Mit der Neubesetzung des Aufsichtsrates konnte das Projekt nicht weitergeführt werden, weil insbesondere der neue Vorsitzende des Aufsichtsrates Mark Scheiner andere Vorstellungen hatte. Trotz des bereits erreichten Planungsstandes sollte auf einen Discounter zugunsten einer „Markthalle nach Berliner Vorbild“ verzichtet werden. Der dringende Wunsch vieler Wildauerinnen und Wildauer nach einer fussläufigen Nahversorgung in diesem Ortsteil wurde nicht ernst genommen mit dem überheblichen Hinweis, dass Bürgerinnen und Bürger auf den öffentlichen Busverkehr ausweichen können, um zu den anderen Supermärkten zu gelangen.
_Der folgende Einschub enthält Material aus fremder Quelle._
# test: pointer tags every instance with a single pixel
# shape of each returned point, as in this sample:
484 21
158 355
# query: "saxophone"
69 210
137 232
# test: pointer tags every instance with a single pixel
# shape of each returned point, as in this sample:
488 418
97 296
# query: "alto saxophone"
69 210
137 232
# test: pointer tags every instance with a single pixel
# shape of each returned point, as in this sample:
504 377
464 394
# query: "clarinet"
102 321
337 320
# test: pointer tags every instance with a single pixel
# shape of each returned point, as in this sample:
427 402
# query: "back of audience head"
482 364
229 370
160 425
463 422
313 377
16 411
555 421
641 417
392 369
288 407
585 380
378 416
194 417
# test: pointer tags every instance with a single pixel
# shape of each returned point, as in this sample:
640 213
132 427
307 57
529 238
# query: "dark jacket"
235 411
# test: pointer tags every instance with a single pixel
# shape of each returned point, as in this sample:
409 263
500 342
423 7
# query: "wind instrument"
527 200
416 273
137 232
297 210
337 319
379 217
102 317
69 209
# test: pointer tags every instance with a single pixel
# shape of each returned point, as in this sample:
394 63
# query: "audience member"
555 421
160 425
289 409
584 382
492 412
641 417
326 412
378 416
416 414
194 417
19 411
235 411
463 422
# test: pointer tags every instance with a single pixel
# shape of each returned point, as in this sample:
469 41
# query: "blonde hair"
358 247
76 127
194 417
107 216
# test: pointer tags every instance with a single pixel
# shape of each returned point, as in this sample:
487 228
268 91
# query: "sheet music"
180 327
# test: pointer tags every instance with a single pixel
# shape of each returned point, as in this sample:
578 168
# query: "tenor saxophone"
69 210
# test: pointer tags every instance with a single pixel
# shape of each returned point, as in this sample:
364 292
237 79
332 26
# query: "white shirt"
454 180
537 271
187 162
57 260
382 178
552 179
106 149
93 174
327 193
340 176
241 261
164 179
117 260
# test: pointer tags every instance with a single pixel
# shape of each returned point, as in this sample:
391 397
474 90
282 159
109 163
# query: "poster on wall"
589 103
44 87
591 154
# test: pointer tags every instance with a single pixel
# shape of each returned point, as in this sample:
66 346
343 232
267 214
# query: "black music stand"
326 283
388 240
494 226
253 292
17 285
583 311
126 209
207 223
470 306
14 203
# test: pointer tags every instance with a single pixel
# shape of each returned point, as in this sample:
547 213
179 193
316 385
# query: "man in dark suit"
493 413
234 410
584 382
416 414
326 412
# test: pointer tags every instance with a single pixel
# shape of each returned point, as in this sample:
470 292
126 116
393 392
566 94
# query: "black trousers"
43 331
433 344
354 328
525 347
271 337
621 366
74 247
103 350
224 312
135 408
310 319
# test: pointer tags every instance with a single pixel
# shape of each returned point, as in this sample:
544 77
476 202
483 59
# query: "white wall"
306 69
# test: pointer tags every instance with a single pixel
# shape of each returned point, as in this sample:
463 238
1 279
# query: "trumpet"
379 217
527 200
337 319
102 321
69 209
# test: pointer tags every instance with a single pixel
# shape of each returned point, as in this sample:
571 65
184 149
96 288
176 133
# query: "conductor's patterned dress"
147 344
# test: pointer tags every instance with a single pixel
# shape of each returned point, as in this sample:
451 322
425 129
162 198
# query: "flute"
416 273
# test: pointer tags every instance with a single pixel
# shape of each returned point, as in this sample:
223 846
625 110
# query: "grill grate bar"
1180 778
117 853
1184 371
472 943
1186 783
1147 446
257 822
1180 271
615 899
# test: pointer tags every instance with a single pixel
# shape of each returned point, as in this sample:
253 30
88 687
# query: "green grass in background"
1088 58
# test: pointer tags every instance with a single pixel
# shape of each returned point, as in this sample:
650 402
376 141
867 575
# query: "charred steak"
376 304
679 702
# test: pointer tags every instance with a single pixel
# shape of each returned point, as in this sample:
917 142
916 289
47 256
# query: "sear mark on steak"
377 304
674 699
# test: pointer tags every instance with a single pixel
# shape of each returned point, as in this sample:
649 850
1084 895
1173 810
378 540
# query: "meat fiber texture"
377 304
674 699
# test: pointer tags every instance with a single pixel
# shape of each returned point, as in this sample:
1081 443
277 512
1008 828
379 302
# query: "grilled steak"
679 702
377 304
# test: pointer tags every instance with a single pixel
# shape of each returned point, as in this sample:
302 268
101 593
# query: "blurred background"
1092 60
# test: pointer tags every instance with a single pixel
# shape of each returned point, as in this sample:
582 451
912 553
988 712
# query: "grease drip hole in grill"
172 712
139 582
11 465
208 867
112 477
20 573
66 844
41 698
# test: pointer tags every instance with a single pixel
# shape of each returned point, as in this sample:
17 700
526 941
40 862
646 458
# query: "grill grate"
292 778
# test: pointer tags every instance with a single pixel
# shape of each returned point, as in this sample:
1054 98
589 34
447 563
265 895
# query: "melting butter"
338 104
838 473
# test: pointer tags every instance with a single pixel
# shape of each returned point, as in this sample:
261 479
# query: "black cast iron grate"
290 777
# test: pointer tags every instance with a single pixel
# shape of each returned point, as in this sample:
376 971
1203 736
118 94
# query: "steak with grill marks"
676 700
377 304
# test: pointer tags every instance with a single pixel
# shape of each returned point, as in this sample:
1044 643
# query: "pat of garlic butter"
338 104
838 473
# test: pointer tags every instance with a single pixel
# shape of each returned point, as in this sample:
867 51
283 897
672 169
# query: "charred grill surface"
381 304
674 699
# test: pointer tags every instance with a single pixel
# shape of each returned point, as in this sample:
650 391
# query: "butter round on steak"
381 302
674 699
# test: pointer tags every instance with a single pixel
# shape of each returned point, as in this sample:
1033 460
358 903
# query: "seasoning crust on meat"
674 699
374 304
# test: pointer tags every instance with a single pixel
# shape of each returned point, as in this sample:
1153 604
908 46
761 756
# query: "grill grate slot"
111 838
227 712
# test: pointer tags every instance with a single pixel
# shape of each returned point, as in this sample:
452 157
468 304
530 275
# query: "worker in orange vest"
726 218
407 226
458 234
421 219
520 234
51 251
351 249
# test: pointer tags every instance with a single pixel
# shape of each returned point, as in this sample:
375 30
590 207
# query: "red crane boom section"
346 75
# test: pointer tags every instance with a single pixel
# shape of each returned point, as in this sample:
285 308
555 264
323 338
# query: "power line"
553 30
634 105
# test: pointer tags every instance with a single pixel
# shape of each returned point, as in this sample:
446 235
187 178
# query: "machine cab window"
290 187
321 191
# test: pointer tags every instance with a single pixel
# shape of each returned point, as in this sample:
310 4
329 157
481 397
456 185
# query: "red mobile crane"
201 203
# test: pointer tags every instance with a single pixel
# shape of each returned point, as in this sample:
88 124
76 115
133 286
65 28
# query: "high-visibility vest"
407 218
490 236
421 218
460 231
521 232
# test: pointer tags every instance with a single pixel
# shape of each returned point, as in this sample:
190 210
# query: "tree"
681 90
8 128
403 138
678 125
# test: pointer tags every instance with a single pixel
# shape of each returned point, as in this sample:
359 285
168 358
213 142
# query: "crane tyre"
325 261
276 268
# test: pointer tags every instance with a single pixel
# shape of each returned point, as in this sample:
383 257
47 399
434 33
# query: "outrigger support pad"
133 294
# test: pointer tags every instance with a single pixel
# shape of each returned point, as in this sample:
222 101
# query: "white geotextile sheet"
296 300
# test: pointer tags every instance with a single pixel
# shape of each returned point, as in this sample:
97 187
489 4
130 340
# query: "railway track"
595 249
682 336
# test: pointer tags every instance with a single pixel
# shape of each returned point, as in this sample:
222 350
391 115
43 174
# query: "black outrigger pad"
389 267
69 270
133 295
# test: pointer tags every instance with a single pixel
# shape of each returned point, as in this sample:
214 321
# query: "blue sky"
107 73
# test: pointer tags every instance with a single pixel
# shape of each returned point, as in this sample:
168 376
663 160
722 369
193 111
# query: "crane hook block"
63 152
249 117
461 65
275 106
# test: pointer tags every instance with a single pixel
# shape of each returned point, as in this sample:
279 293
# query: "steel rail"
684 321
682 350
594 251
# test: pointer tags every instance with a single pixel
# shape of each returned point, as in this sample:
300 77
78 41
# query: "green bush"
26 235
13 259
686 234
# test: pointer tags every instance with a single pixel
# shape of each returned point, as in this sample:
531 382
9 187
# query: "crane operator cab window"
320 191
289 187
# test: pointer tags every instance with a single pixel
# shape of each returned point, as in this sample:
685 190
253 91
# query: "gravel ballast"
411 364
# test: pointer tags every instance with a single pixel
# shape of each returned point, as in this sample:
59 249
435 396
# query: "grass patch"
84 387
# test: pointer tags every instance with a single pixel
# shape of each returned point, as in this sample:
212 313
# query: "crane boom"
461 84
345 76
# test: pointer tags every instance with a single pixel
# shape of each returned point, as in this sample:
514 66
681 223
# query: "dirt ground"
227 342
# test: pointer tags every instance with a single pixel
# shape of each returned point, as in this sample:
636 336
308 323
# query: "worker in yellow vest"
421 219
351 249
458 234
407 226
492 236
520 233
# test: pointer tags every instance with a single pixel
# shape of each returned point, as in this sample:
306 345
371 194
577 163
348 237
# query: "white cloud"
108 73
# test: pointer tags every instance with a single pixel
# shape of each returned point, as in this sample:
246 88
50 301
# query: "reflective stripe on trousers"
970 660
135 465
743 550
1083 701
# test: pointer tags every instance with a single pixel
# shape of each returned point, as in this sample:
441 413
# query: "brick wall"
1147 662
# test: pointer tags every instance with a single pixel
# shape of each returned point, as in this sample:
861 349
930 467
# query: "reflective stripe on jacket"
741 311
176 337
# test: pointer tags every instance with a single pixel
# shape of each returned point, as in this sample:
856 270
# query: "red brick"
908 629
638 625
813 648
Ein kleiner Trost ist es, dass der Wildauer Olaf Mahr auf seine Initiative hin in den ehemaligen Räumlichkeiten des NETTO eine „Hall of Meat“ errichtet, wo künftig hochwertige Fleischprodukte verkauft werden. Dieses Angebot kann aber einen günstigen Discounter an diesem Standort nicht ersetzen, insbesondere deshalb, weil infolge der jetzigen politischen und weltwirtschaftlichen Ereignisse die Preise für Produkte des täglichen Lebens sprunghaft steigen.

Die Bürgerinitiative wirft der Bürgermeisterin zu Recht auch in diesem Fall Rückschritt und Stillstand vor. Die Nahversorgung für die Bürgerinnen und Bürger hat sich in den letzten drei Jahren, auch bedingt durch den Brand von Meyer Beck, zusehends verschlechtert. Darauf hätte Frau Homuth als Bürgermeisterin und Aufsichtsratsmitglied der WiWO reagieren müssen, zumal eine fertige Lösung bereits vorlag. Es gibt bei den heutigen Akteuren keine Lösungen und Ideen, obwohl viele Bürgerinnen und Bürger dringend darauf angewiesen wären.